THE PURPOSE was the same, the painful methods somewhat different. Portugal’s Socialist minority government announced an agreement last Thursday with the major opposition Social Democratic Party to an austerity budget skewed at raising taxes. Spain on Wednesday focused more on spending cuts.
In the wake of euro member states’ commitment to the €750 billion safety net fund, both contagion-threatened countries were fulfilling their side of the bargain, reassuring markets by starting to bring deficit levels down to the 3 per cent required of euro zone members. In effect, it is hoped to make the new fund redundant. Market nerves seem to have steadied in appreciation of the scale of the effort, and borrowing costs for both countries eased although the euro remains weak.

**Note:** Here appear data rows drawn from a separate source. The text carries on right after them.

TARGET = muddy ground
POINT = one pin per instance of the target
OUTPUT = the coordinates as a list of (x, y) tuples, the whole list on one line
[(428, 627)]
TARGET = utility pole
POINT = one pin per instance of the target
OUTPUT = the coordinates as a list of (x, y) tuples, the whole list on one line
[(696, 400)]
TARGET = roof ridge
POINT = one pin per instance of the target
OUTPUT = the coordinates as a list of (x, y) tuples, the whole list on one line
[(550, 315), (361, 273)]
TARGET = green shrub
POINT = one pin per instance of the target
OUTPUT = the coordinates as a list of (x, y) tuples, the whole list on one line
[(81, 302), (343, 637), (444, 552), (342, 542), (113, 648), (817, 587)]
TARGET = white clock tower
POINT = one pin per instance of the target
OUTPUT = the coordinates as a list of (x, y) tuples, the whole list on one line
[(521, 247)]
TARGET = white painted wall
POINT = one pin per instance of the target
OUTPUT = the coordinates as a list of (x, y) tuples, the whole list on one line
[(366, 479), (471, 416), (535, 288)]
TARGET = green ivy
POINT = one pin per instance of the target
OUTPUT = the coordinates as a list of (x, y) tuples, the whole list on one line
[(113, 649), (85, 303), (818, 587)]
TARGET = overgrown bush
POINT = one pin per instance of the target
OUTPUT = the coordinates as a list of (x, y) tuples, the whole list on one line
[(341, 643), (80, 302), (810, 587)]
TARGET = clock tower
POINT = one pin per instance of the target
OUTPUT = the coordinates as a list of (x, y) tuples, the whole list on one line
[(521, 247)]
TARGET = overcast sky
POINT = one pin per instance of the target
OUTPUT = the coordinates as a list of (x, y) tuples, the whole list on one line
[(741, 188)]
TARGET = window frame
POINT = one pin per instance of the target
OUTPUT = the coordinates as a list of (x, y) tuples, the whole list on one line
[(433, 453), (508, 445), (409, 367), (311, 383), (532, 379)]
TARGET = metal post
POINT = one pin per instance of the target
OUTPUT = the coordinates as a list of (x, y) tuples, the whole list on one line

The Portuguese government will cut the deficit faster than planned, to 5.1 per cent of gross domestic product (GDP) next year from 9.3 per cent last year, and take some €2.1 billion from it. Spain announced spending cuts totalling €15 billion in 2010 and 2011, to meet the country’s revised deficit targets of 6 per cent of GDP in 2011, down from 11.2 per cent last year.

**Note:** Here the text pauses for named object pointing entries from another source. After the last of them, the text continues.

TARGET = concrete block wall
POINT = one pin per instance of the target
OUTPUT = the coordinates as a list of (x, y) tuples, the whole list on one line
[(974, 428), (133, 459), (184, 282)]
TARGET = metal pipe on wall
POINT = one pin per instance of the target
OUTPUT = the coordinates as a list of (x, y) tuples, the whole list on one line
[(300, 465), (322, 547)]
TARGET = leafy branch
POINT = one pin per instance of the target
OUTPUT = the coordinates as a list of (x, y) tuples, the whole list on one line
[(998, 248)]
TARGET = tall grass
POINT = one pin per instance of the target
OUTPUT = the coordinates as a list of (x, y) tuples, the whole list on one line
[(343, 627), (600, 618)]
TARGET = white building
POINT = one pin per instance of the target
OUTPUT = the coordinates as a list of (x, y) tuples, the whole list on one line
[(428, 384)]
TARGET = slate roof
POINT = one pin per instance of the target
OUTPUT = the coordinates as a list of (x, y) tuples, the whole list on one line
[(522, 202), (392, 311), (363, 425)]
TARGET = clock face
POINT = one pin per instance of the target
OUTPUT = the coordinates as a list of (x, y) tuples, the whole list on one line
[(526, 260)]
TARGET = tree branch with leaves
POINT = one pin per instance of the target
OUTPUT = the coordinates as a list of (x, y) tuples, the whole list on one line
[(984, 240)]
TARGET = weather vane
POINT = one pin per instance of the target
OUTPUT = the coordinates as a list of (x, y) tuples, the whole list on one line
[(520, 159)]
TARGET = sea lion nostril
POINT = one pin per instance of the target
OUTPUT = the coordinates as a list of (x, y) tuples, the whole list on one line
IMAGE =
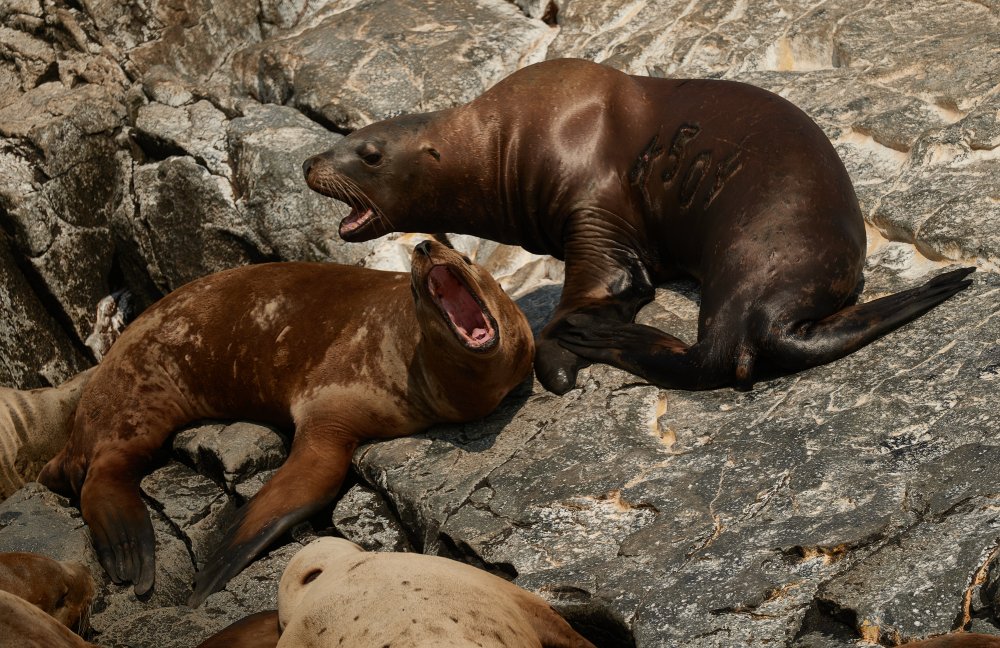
[(369, 154)]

Portuguese prime minister José Sócrates announced two-year increases in value-added, income and corporate taxes. Companies will face a tax surcharge of 2.5 per cent of income and individuals will pay an additional 1-1.5 per cent in tax. Government subsidies for state-owned companies will be reduced, and pay for politicians, senior government and state sector officials will be reduced by 5 per cent, he said.
Spanish civil servants will also see pay cut by 5 per cent, and frozen next year. Ministers will take a 15 per cent cut. The government is reducing public investment by €6 billion, shelving index-linked pension rises, cancelling a €2,500 “baby bonus” tax break, cutting regional spending, and postponing infrastructure projects. The cuts were in addition to January’s €50 billion austerity package.
Unlike his Portuguese counterpart, Spain’s prime minister José Luis Rodríguez Zapatero failed recently to secure cross-party support for the austerity programme and faces opposition from left and right. Unions have called a one-day stoppage in the public service on June 2nd – significantly, however, the leader of Spain’s largest union (CO), Ignacio Fernández Toxo has ruled out a general strike, “the last thing this country needs at a time like this”. But public sector unions have already blocked a move to raise the retirement age and Mr Zapatero’s willingness to take them on will be closely watched.
The crisis measures are also likely to cause social tensions in Portugal. This year, strikes against a freeze on public sector wages created transportation chaos and forced a temporary closing of schools and hospitals. And in both countries there is a danger that the effect of the new cuts will be to depress demand and their capacity for growth. “All these measures were designed to have the smallest recessionary effect possible,” Mr Socrates insisted. In truth, as much in hope as expectation. Both countries face a difficult path ahead.